The March CBOT Wheat chart has been catching my eye lately. I actually began writing this post last week because of the channel wheat has been forming. I was anxious to see which way this market will end up breaking out. (Break Out: A price movement through an identified level of support or resistance.) I like short option strangles (an option strategy where the trader holds a position in both a call and put with different strike prices) typically and this was one market, currently, that can cause a good trade to go bad real quick shorting options.

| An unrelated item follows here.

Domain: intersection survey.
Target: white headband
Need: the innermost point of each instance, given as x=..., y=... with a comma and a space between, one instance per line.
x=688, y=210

Take a look at last weeks chart of March Wheat.
As we see in the chart, courtesy of the OEC Trader platform, we have been trading in a channel (sideways trend). (Horizontal Channel or Sideways Trend: describes a rectangle pattern where buying and selling pressure is equal and direction of price is sideways.)Also note we saw a sideways pattern prior this summer’s spike in prices. A sideways market can be a disaster waiting to happen for any short option trader. After the breakout occurs it could create some opportunities, if we see any spikes in volatility.
Based on the fundamentals that we have seen lately the general consensus is bullish for the grain markets. We were expected to see moisture in theMidwestthis last week, but not enough to make a real impact on the drought we have been experiencing. So the crop condition continues to decline, but we have an entire winter and spring ahead of us to add moisture to this area. That being said perhaps it is too early to add any risk premium.
Today, we finally saw a bearish breakout. Looking at the most recent chart provided we can see some minor support around 8.00, but as mentioned above the fundamentals have been bullish. Today the USDA released the WASDE report that was bearish for the grains. I cannot say for sure which way this market will head but it has plenty of room with little support to continue to sell off.